New condos being built in Third Street in Sidney. (Steven Heywood/News Staff)

New condos being built in Third Street in Sidney. (Steven Heywood/News Staff)

North Saanich added to list of places that want tax exemption

District seeks meeting with Province about alternatives

North Saanich is adding its name to the list of B.C. municipalities that want out of the NDP’s proposed speculation tax, as concerns from property owners, faced with paying more to keep their homes, continue.

Like their neighbours in Sidney, the District voted April 16 to ask B.C.’s Municipal Affairs and Housing Minister Selina Robinson to grant North Saanich an exemption from the proposed tax, following a series of letters and presentations from home owners in the community — not the least of which came from a relation of a well-known family on the Saanich Peninsula.

RELATED: Rural cabins, cottages exempted form speculation tax.

David Allan, brother-in-law to Malcolm Winspear, said he flew in from Toronto to specifically address concerns he and the Winspears have about the tax. The Winspear family is prominent on the Saanich Peninsula, as the Mary Winspear Centre is named for a family member who spent summers in North Saanich in the early and mid-1900s, eventually moved to Sidney, and whose community involvement led to the area’s cultural hub being named in her honour.

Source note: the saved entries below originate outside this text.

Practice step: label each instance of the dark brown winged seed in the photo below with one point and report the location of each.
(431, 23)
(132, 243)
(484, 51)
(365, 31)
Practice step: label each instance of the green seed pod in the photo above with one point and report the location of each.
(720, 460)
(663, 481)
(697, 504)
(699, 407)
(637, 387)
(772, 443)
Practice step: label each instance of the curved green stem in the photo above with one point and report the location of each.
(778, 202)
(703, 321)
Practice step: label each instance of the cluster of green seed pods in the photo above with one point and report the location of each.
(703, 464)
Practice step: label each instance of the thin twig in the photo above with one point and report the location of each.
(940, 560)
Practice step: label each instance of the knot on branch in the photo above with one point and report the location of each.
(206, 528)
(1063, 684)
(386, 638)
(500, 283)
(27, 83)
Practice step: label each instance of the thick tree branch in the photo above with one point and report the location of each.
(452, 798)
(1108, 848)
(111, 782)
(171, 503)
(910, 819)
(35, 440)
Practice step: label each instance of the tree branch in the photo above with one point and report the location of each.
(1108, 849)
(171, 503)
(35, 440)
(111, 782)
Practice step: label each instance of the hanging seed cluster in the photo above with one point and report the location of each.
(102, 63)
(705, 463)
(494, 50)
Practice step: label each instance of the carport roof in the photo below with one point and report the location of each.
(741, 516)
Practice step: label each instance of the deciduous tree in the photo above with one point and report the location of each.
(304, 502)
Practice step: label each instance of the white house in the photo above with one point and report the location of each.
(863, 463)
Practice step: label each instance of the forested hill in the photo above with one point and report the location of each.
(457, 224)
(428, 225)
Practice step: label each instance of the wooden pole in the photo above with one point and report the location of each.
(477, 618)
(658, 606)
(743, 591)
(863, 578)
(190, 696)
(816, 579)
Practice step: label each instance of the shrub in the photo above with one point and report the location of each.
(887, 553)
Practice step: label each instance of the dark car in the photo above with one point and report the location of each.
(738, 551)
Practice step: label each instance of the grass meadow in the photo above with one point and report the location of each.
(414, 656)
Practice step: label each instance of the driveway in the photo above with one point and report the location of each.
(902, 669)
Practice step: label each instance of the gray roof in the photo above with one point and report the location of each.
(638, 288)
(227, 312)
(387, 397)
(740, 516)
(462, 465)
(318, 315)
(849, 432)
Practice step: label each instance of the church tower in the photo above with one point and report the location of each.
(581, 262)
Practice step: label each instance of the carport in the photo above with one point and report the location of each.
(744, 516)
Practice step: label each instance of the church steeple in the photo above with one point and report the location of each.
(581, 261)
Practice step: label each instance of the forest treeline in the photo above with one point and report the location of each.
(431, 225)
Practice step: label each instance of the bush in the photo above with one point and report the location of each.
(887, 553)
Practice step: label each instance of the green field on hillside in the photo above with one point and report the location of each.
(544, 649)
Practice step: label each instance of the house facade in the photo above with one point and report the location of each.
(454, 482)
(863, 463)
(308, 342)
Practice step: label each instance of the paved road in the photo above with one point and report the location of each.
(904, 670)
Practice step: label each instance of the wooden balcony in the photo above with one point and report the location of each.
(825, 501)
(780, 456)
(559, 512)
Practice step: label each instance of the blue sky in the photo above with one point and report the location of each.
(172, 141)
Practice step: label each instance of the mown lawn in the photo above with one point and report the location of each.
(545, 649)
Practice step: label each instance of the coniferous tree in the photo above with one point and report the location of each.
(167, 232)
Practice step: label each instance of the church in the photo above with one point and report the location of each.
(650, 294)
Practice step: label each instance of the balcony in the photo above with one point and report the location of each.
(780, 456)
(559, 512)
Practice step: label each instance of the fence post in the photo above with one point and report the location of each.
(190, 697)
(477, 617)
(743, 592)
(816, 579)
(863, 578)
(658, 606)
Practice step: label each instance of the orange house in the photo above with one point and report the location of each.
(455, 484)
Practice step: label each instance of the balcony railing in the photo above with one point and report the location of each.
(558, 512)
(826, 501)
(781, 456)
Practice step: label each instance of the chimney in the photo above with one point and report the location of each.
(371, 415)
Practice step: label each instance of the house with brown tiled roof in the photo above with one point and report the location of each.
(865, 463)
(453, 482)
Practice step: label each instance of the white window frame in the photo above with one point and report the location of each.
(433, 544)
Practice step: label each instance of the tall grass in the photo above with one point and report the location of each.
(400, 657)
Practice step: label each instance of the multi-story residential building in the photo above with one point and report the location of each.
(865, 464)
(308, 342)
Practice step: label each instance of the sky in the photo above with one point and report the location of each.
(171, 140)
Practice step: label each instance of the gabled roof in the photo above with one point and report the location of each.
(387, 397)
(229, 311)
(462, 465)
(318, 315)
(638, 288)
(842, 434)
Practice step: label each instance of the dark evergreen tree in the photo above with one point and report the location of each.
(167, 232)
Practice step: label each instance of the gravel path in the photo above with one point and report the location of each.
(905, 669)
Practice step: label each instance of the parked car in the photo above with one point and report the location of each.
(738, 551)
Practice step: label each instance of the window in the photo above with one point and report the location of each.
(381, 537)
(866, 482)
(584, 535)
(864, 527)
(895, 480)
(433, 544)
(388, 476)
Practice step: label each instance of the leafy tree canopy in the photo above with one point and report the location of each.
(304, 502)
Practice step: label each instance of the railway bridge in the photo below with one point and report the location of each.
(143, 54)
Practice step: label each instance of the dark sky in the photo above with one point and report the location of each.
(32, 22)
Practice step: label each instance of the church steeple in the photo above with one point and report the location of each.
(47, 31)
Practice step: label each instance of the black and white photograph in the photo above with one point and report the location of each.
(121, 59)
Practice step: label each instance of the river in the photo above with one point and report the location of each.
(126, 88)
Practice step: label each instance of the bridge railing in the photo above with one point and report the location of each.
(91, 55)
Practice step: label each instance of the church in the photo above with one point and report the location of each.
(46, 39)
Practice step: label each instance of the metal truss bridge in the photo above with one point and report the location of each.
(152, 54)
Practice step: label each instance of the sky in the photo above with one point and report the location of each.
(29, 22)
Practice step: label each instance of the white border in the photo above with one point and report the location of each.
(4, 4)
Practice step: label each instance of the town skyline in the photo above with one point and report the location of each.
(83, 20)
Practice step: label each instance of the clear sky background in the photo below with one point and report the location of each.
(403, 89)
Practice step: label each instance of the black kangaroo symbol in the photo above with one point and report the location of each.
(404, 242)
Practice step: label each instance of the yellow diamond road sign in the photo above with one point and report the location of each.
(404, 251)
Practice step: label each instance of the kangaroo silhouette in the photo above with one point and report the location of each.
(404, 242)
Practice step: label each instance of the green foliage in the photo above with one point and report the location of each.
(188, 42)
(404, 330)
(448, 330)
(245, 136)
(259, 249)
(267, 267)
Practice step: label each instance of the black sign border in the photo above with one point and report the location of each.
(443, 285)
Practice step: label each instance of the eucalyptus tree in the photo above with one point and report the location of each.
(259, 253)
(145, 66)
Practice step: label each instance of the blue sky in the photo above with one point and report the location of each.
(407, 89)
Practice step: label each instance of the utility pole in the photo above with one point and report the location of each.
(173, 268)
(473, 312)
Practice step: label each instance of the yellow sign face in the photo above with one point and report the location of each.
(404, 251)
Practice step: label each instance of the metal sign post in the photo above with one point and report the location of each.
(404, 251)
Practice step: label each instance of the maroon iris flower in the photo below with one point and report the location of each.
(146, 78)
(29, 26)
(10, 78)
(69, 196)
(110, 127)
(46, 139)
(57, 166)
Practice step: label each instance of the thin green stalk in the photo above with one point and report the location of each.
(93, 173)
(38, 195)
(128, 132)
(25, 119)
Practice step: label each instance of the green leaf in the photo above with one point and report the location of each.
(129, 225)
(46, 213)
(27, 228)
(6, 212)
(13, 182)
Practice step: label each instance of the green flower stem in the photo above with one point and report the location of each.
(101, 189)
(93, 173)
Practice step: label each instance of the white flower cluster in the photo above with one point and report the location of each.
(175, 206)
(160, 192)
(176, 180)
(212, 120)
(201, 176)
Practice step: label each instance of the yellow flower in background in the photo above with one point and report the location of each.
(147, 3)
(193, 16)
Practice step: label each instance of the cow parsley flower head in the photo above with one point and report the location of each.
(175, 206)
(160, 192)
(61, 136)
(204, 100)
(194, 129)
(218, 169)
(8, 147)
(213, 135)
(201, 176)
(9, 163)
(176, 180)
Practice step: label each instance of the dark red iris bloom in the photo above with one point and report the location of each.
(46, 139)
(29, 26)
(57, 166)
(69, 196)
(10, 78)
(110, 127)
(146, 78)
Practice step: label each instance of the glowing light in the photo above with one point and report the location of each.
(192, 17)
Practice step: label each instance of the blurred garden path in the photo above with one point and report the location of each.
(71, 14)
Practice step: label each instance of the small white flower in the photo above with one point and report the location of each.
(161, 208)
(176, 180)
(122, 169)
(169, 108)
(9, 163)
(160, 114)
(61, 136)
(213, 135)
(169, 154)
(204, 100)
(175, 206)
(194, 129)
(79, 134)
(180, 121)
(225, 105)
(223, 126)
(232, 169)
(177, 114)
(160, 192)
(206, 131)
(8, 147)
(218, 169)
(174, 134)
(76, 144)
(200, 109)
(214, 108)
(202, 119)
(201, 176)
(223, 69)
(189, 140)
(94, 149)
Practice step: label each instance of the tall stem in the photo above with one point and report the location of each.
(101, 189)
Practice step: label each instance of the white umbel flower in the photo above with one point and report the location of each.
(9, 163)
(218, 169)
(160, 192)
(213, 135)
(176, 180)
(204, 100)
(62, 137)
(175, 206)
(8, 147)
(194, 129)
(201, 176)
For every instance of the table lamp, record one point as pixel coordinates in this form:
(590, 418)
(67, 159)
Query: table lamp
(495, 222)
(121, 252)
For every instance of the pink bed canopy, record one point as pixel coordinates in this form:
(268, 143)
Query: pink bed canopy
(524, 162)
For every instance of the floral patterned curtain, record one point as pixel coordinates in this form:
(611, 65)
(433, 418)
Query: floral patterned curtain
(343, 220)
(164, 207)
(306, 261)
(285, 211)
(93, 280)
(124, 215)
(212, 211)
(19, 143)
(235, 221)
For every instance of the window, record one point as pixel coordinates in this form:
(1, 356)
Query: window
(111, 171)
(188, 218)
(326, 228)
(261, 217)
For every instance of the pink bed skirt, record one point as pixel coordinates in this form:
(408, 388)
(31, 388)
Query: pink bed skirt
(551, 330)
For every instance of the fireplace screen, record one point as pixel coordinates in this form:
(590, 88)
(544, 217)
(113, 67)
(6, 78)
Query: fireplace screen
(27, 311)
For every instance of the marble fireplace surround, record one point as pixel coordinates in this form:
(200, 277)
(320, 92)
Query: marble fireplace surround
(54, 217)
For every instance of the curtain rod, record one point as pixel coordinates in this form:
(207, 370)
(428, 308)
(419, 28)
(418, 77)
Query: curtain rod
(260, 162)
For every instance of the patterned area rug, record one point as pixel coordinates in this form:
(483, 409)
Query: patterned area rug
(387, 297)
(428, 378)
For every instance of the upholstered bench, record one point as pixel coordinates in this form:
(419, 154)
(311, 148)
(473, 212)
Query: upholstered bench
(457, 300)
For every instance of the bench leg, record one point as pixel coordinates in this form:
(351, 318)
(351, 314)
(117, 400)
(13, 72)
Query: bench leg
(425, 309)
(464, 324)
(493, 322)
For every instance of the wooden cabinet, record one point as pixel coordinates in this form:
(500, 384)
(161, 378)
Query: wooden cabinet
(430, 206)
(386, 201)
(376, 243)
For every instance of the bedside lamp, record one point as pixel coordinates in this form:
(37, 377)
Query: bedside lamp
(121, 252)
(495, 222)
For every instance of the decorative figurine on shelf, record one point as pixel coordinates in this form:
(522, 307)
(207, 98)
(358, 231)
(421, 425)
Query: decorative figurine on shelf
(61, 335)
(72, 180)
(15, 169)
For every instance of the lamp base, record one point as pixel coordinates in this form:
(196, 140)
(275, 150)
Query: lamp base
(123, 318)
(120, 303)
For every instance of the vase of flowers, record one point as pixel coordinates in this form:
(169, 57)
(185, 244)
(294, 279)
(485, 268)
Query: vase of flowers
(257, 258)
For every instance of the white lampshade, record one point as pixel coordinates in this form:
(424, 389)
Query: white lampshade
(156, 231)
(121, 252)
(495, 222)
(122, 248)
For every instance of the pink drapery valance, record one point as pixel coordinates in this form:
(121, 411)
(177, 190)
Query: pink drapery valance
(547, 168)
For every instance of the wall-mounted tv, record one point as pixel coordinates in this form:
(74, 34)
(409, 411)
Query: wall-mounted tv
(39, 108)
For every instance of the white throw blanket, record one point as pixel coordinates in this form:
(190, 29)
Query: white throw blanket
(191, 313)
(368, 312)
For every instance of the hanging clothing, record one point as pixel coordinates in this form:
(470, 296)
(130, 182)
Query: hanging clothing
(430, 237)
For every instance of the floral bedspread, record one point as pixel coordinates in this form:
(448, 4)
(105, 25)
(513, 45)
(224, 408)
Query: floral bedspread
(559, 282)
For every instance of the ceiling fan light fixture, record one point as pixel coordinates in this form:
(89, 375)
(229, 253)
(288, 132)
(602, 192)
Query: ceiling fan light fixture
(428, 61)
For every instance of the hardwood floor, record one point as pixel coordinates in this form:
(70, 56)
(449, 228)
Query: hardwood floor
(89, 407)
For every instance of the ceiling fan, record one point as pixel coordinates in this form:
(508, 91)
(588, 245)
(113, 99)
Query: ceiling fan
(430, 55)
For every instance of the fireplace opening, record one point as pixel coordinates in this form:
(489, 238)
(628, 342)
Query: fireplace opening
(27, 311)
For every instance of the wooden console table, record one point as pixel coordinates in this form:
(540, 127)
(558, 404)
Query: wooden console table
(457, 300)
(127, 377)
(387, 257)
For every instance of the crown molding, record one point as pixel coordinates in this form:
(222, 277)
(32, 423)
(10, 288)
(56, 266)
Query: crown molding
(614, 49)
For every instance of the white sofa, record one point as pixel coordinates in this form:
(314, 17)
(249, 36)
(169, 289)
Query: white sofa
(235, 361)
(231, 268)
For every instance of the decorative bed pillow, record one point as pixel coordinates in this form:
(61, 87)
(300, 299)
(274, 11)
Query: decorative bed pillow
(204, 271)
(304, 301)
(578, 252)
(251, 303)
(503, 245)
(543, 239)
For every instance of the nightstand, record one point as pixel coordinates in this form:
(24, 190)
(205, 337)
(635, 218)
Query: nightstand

Allan, whose own family is one of the Centre’s founding donors, said a tax targeting land speculation might be appropriate, but the one being proposed “sweeps up and punishes long-time landowners.”

“Our family’s soul is here on the Island. Does this sound like land speculation?”

The proposed tax, according to the Province, is designed to reduce property speculation, creating incentive for people holding onto vacant homes to add them to tight rental markets in parts of B.C.

Like Allan, other property owners pointed to long-term family ownership of homes in North Saanich, and that the tax could force some to sell their homes — in some cases, preventing them from retiring in the community.

RELATED: ‘Not well thought out:’ Arizona family slams B.C. speculation tax.

A group of people from Phoenix and Scottsdale, Arizona who own homes in North Saanich and Sidney have combined their voices and could look to lobby the Province to change or drop the speculation tax.

Spokesperson Drew Sexton said this group of 10 families have been long-term property owners on the Saanich Peninsula and spend anywhere from four to six months in B.C. They are afraid that the tax could cost them between $40,000 and $60,000 – depending on the value of their property – and some would have to sell their homes as a result.

“They really consider it their home,” he said from Phoenix. “They have relationships up there.”

Sexton noted there seems to already be a lot of pushback against the tax and credited Sidney and North Saanich for asking for exemptions. Neither Sidney nor the Capital Regional District were dropped from the tax when the Province updated the proposed tax back in March. Sexton suggested that while there may be a need for ways to curb vacancies and ease the rental market in B.C., there should be a way to differentiate between land speculators and long-term home owners.

RELATED: B.C. groups form coalition with ‘Scrap the Speculation Tax’ campaign.

North Saanich Councillor Geoff Orr noted there are 310 households in the District — or 6.3 per cent of its 4,900 homes overall – that could be affected by the tax. Of those, approximately 150, he said, are owned by non-Canadian residents. Orr estimated that the tax could cost homeowners a combined $2 million or more.

“We should send a strong message that we don’t support this tax,” he said.

Included in North Saanich’s letter to the minister, is a request for a meeting with Robinson or her staff, to discuss other options to the speculation tax. Those include changing it to a transactional speculation tax, rather than a vacant land tax, as well as additional consultation on the economic consequences, if the Province insists on its version of the tax.

Mayor Alice Finall said she sees the tax, as it stands, as punitive and unfair to people who clearly are not property speculators. She added, however, that affordable housing issues are complex and people have been asking the various levels of government to do something about it.

Finall said she’d like to see existing properties grandfathered, should the speculation tax proceed.

While some councillors differed on how to proceed, a motion to seek an exemption – and a meeting with the Minister – passed in a 4-3 vote.